On the bright side, look at what we're discussing here: the default regex syntax and pretty colors. Compare that to about five years ago, when we'd be instead discussing how to compile Emacs in a way that had fricking TrueType font support. Emacs has come a long way.




Yeah, both 21 -> 22 and especially 22 -> 23 were vast improvements. Appearance issues aside however, emacs is starting to feel a little like windows in a way (uh oh downvotes ahoy), in that it's lumbered by backwards compatibility considerations. Emacs with namespaces + a nicer lisp would be... something very special.


They've added lexical scoping in trunk in a fully backwards-compatible way; it wouldn't be hard to do namespaces and a "nicer Lisp" (by which I'm assuming you mean Guile?) in a similar manner.

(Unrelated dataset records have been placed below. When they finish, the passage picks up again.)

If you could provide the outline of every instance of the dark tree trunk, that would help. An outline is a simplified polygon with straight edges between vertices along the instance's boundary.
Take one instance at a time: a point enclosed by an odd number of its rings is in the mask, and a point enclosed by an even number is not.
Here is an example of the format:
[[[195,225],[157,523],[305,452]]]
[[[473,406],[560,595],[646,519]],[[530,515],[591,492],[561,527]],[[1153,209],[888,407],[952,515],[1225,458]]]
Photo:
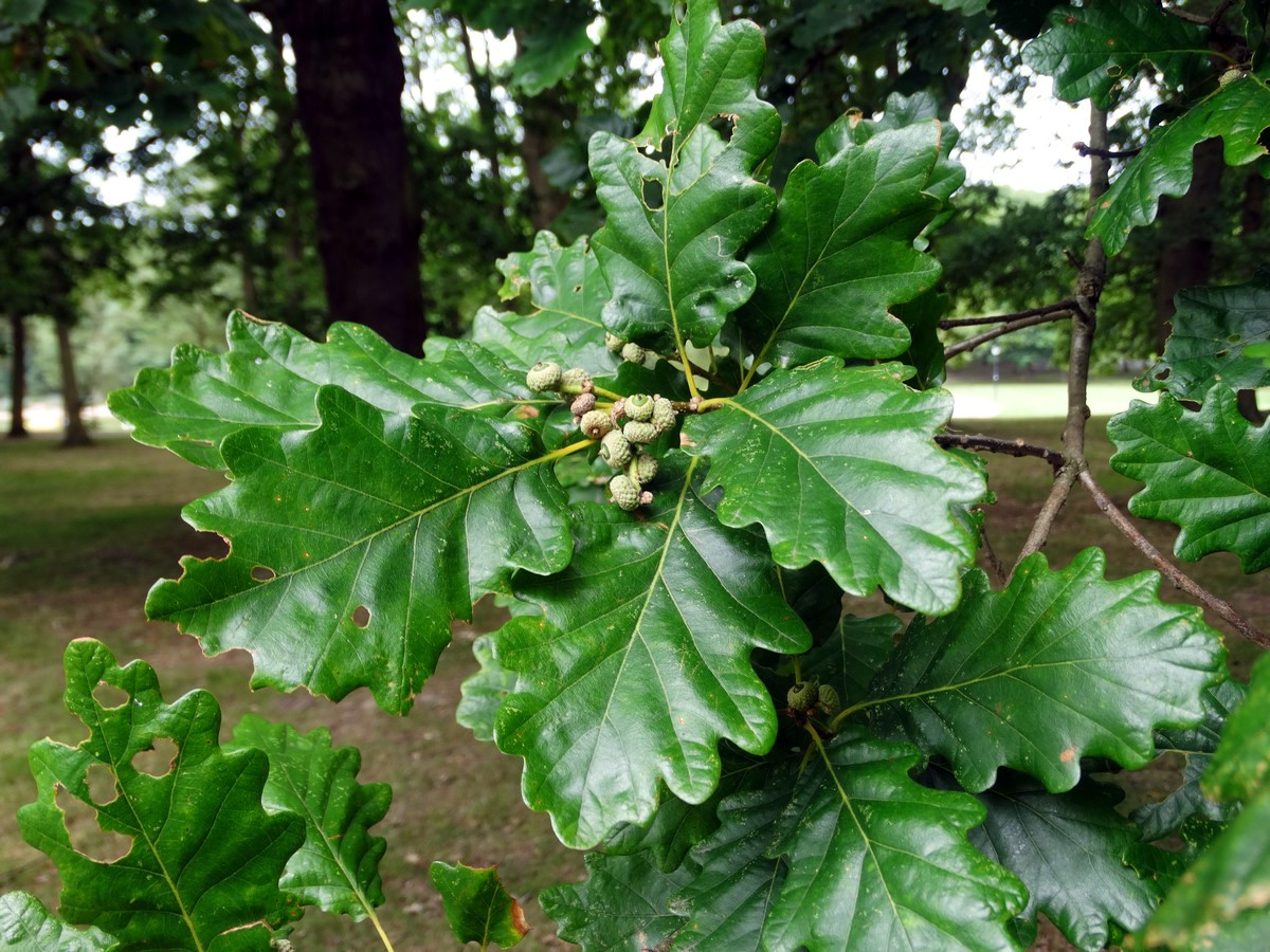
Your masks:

That said, the number of people who hate on Elisp is surprising to me. No, a hacked-up version of Maclisp is not the best Lisp in existence. But, seriously, you're competing against vimscript. Will even the most diehard Vim addict actually argue that vimscript is even comparable to Elisp?


I think even with the existing lisp it would be interesting to keep the interpreter and rewrite a lot of the basic elisp modules. Another Emacs "distribution" would be quite interesting...


"standard" regex syntax for emacs would make me really happy.